In [None]:
from moviepy.editor import VideoFileClip, AudioFileClip
import glob
import pandas as pd
import pydub
import re
import os
from IPython.display import Video, Audio

# Speaker Segmentation

Here I will try to identify panel speech, so it can be cut out from the audio segment.

In [None]:
# Finding good example Audios

# Import tsst-data dataframe
tsst_data = pd.read_csv("/data/dst_tsst_22_bi_multi_nt_lab/processed/audio_files/tsst_data.csv", index_col=0)
sample_tokens = ["SS291122", "ML031122", "NE563556", "JB011222"]
panel_intervals = {"SS291122": [], "ML031122": [(133, 138), (196, 199)], "NE563556": [],
					   "JB011222": [(149, 151), (173, 176), (213, 215), (241, 244), (275, 278)]}

#### "Transcripts" of Sample Segments

**SS291122** male participant

| Time |  |
|-----------| --- |
| 4:15-4:25 | silence |


**ML031122** male participant

| Time      | <!-- -->    |
|-----------|-------------|
| 1:47-2:13 | silence |
| 2:13-2:18 | panel |
| 2:20-2:28 | silence |
| 2:39-3:16 | silence |
| 3:16-3:19 | panel |
| 4:08-4:14 | silence |
| 4:43-4:49 | silence |

**NE563556** female participant

| Time      |         |
|-----------|---------|
| 4:39-5:00 | silence |

**JB011222** female participant

| Time      |         |
|-----------|---------|
| 1:06-1:10 | silence |
| 2:07-2:29 | silence |
| 2:29-2:31 | panel |
| 2:36-2:53 | silence |
| 2:53-2:56 | panel |
| 3:06-3:10 | silence |
| 3:15-3:33 | silence |
| 3:33-3:35 | panel |
| 3:35-4:01 | silence |
| 4:01-4:04 | panel |
| 4:13-4:35 | silence |
| 4:35-4:38 | panel |
| 4:38-4:52 | silence |

In [None]:
display(tsst_data)

In [None]:
# Code to go through audio segments
participant = 19
sample_audio = tsst_data["TSST_audio_segment"][participant]
sample_token = tsst_data["token"][participant]
print(sample_token)
Audio(sample_audio)

### InaSpeechSegmenter

In [None]:
from inaSpeechSegmenter import Segmenter, seg2csv

In [None]:
segmenter = Segmenter(vad_engine='smn', detect_gender=True)
#segmenter = Segmenter(vad_engine='smn', detect_gender=False)
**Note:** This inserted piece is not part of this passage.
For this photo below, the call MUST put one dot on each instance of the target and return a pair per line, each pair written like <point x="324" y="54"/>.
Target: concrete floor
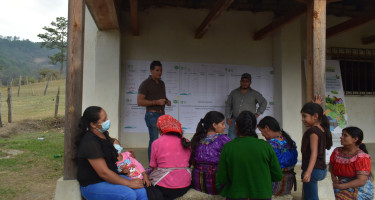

for sample_token in sample_tokens:
	sample_audio = tsst_data.loc[tsst_data['token'] == sample_token, 'TSST_audio_segment'].values[0]
	segmentation = segmenter(sample_audio)
	print(sample_token)
	print(segmentation, "\n")

**detect_gender=True**
Works well for male participants where the panel is correctly classified as female for both example audios with correct start/end times of the panel speaking. It does not work for females at all, there are many misclassifications (eg. 11times for NE563556) as male when there is silence or when the female participant is speaking. Even the start/end times are incorrect.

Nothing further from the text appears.